Here’s my recipe for pork adobo:

1-2 tablespoons minced garlic
1 onion, chopped
1 tablespoon oil for cooking
1 lb pork, cubed
1 tablespoon black peppercorns
1/2 cup rice wine vinegar
1/4 cup soy sauce
1/4 cup water

In pan, saute garlic & onion in oil.
Add pork and brown slightly.
Add remaining ingredients and let cook for 25-30 minutes.

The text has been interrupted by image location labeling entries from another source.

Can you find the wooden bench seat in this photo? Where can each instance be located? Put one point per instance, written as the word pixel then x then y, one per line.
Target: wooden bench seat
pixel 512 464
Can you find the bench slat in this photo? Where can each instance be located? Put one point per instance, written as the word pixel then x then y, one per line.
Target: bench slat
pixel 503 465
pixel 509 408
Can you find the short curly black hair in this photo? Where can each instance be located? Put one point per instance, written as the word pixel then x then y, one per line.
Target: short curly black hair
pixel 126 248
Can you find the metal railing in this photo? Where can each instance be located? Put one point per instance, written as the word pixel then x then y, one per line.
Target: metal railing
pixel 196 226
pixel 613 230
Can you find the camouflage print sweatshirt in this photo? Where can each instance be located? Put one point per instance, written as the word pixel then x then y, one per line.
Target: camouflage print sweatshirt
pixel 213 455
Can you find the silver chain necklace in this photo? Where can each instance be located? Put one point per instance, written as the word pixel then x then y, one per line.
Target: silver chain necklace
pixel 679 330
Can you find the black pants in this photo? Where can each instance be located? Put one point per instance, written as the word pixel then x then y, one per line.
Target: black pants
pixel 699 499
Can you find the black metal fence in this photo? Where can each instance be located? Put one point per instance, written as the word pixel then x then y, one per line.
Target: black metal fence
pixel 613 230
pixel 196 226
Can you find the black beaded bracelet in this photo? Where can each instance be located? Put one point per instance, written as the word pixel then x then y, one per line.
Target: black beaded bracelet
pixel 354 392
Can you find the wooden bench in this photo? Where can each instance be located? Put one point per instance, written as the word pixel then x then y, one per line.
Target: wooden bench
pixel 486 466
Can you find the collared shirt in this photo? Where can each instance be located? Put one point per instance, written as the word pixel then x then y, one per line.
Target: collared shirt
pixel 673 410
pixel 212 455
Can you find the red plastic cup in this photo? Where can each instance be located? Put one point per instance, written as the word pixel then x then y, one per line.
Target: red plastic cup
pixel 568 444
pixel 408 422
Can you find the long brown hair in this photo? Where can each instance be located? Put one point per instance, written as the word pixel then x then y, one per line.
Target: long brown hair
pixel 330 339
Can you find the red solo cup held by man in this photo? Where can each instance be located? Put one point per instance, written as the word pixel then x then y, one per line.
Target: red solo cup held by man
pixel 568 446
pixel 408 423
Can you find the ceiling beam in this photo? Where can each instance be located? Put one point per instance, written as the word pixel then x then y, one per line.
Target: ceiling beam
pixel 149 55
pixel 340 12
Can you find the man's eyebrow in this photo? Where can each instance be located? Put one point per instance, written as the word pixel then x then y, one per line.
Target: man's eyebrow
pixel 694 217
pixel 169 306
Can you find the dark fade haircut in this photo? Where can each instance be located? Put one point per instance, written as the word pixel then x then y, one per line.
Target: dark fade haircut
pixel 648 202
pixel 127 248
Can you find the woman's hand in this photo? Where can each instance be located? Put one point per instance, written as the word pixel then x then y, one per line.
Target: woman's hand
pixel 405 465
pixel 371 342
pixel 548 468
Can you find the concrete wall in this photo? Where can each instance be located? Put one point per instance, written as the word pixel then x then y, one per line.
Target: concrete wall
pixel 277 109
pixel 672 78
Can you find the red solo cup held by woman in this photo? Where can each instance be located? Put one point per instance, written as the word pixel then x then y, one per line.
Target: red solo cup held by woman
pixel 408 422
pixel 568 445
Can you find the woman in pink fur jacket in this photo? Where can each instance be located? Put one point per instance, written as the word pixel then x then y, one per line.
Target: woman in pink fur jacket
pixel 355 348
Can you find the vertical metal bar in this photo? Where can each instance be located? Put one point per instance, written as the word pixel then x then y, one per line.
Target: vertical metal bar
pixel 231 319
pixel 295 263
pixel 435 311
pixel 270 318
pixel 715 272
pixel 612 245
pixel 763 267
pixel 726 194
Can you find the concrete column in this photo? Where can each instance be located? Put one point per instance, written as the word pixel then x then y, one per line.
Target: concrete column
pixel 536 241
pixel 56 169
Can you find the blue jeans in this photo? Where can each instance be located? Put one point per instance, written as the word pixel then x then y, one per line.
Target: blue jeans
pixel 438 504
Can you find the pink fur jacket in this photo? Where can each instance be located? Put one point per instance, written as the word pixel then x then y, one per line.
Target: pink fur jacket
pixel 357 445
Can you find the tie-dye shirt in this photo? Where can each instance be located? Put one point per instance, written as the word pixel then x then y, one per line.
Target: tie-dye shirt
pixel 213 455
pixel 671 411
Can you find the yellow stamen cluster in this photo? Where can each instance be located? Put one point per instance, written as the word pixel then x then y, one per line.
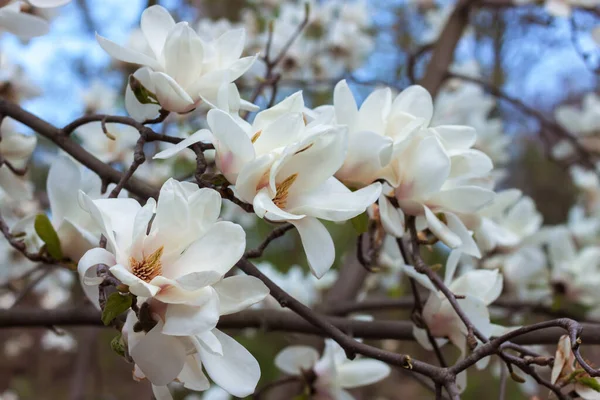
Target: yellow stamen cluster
pixel 283 188
pixel 149 268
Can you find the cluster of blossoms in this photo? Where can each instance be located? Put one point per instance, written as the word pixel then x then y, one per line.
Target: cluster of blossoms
pixel 396 158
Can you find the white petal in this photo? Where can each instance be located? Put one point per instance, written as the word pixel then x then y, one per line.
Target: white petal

The other way I used the remaining pork was to roast it with a premade rub of citrus grill seasoning. It consists of salt, sugar, lemon peel, ill, garlic, onion, red bell pepper, and a touch of paprika.
I really enjoy using various seasonings in my recipes for added depth of flavor and for the simple convenience of it all. This particular seasoning is wonderful with shrimp and chicken as well.
Here’s my recipe for citrus pork roast:
olive oil
1/4 citrus grill seasoning – or any preferred seasoning

Preheat oven to 350 degrees
Rub pork roast with olive oil
Coat pork roast with grill seasoning
Bake pork roast in preheated oven to 1.5-2 hours or until internal temp reaches 145-150 degrees.
Allow pork roast to rest and so juices can be redistributed and for residual heat to continue cooking the roast.

I plan on using this roast in a few dishes in the future to really stretch the $6 I paid for it… stay tuned to see how!

BBQ in the Winter?

Yes… that’s right. We had BBQ for dinner! Not the traditional kind, but Korean BBQ. Specifically, I prepared kalbi.

Kalbi (or galbi) is a Korean dish made from beef short ribs, and sometimes pork ribs. Galbi literally means “rib” in Korean. It can be seasoned or unseasoned, and if seasoned variety, the ribs are marinated in a sauce made from fruit juice (usually Asian pear juice), rice wine, soy sauce, garlic, sesame oil and sugar. Most recipes contain these basic ingredients, although many variations exist, including clear marinades and spicier marinades.

For tonight, I decided to marinate the beef short ribs in soy sauce, rice vinegar, minced garlic, sesame oil, sugar and black pepper. I didn’t take any specific measurements for each of those ingredients, but you could try the “little bit of this, little bit of that” method.

In the bitter cold winds of Chicago, we grill in the winter using our panini press at our house… since we don’t believe in unitaskers! It came out succulent and perfectly seared. With the kalbi, I made sushi rice, seasoned with rice vinegar and a touch of sugar. Overall, our dinner was the next best thing to going to a Korean BBQ restaurant!